Come annunciato nelle scorse settimane, cambia radicalmente il sistema di assegnazione dei fondi alle università. Da quest’anno i soldi assegnati in base al merito peseranno di più: la quota premiale sale infatti dal 13,5 al 18 per cento. È questa la novità principale del decreto di ripartizione del Fondo per il Finanziamento Ordinario (FFO), firmato oggi dal ministro Stefania Giannini e inviato al vaglio della Corte dei conti, che introduce per la prima volta anche i cosiddetti «costi standard», un nuovo parametro legato a un complesso sistema di calcolo che dovrebbe servire ad archiviare definitivamente le storture legate alla distribuzione dei fondi su base storica.

Quota premiale

In linea con gli anni scorsi, il Fondo di finanziamento ordinario ammonta, per il 2014, a poco più di 7 miliardi di euro, ma la quota premiale quest’anno pesa sensibilmente di più (1,2 miliardi) e verrà calcolata tenendo in considerazione anche l’ esposizione internazionale con particolare attenzione alla partecipazione al programma Erasmus. Anche se il parametro principale resta quello legato alla valutazione della ricerca (che pesa per il 70%) ovvero alla «classifica» delle università licenziata non senza strascichi polemici a luglio 2013 dall’Anvur, l’ente di valutazione del sistema universitario.

«Costi standard»

Ma la vera novità riguarda il «costo standard» di formazione per studente in corso, pari a un miliardo per il 2014 (ovvero al 20 per cento della quota base, ma destinato a crescere nei prossimi anni, fino a coprire il 100 per cento nel 2018). Un sistema inedito che punta ad agganciare lo stanziamento delle risorse alla qualità dei servizi offerti agli studenti in modo da evitare, come invece è successo l’anno scorso, che la Bicocca di Milano (capolista nella classifica Anvur insieme al Bo di Padova) prenda meno soldi di quella di Messina che stava in fondo. Il costo standard viene calcolato attraverso una formula che mette in relazione i costi che gli atenei sostengono per i diversi corsi di studio (costi dei docenti, degli amministrativi e tecnici, di funzionamento) alla popolazione studentesca in corso, e solo in corso.

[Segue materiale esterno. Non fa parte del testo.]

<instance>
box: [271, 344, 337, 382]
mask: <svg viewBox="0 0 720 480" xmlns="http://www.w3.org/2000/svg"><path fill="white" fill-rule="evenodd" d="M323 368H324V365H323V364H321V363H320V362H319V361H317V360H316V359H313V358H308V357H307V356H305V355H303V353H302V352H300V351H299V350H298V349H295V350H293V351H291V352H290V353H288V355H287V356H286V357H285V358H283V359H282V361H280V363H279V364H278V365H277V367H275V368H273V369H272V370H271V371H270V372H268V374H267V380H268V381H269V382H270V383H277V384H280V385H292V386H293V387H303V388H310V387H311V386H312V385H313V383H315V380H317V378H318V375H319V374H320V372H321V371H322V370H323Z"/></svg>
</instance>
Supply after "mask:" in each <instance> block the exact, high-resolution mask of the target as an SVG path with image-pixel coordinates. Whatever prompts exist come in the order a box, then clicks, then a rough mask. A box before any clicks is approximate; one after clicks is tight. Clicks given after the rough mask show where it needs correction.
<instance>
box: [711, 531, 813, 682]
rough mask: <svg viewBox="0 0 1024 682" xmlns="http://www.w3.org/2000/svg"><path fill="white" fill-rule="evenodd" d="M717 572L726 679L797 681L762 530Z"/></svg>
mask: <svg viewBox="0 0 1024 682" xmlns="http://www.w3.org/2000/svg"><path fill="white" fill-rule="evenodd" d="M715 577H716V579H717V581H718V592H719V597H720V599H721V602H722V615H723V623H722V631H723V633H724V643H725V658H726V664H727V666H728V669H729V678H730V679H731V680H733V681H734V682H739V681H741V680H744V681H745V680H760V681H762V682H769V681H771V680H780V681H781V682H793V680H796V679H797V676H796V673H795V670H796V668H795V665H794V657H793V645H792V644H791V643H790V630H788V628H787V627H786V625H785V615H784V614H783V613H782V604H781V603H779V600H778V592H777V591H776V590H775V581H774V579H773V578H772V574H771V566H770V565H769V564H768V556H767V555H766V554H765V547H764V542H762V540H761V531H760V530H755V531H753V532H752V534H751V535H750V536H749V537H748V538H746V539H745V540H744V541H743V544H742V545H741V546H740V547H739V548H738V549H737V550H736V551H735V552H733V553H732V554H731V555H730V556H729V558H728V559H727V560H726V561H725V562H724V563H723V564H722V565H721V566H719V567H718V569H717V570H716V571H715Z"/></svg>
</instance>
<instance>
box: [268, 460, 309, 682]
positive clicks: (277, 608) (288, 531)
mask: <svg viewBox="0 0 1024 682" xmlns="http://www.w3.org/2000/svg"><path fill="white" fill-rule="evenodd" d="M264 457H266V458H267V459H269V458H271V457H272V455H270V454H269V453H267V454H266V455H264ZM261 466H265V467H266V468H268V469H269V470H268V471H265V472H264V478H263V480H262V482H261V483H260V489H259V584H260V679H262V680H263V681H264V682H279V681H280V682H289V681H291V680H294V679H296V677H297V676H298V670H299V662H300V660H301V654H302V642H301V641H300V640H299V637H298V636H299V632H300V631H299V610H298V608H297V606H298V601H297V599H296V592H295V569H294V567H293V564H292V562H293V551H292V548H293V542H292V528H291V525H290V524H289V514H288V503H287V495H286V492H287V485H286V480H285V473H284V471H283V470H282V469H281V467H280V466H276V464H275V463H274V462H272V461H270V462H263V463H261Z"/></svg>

Anche in questo caso non mancano le polemiche perché, come segnalato dalle associazioni studentesche, c’è il rischio che questo sistema di calcolo penalizzi quelle università che, per ragioni legate al territorio, hanno tantissimi fuori corso (vuoi perché si tratta di studenti lavoratori, vuoi perché le tasse universitarie al Sud sono più basse e non incentivano ad andare di corsa come al Nord che invece attrae i più volonterosi fra gli studenti meridionali...). Anche se il ministero dell’Istruzione fa sapere che per evitare sperequazioni è previsto un correttivo territoriale basato proprio sul contesto economico e sottolinea che la «clausola di salvaguardia» che stabilisce un tetto massimo di riduzione dei fondi è stata abbassata passando dal 5 al 3,5 per cento del 2013, «ma nessuno scenderà sotto il 2,7 per cento».

Ricercatori o precari?

Nonostante la somma finale resti sostanzialmente invariata ovvero si stabilizzi su valori minimi (7 miliardi contro i 25 della Germania e i 20 della Francia: negli ultimi cinque anni l’università italiana ha perso quasi un miliardo in tagli), il presidente della conferenza dei rettori Stefano Paleari si dice soddisfatto della «forte polarizzazione dei fondi su base premiale» e anche delle nuove modalità di reclutamento. «D’ora in poi avremo più tempo per programmare il turnover: mentre finora era su base annua adesso avremo tre anni per sostituire i docenti che vanno in pensione - dice il rettore dell’università di Bergamo .- Inoltre mentre finora i ricercatori a tempo determinato erano assimilati a un professore che va in pensione e seguivano la stessa ratio di avvicendamento (ogni due fuori ne entrava uno solo), adesso se escono due ricercatori ne possono rientrare altrettanti». Anche in questo caso, però, il bicchiere è solo mezzo pieno perché in base al nuovo sistema di calcolo dei «punti organico» (ovvero quante persone un’università può assumere in base ai pensionamenti) d’ora in poi per ogni nuovo professore ordinario l’università non sarà più tenuta ad assumere un ricercatore a tempo indeterminato, ma potrà chiamarne anche uno a scadenza (di durata triennale o biennale in caso di rinnovo). Il rischio è quello di una precarizzazione ulteriore degli atenei che - fa notare Paleari - negli ultimi 5 anni hanno già perso il 30 per cento degli ordinari e, con questo sistema, rischiano di tagliare completamente fuori gli associati.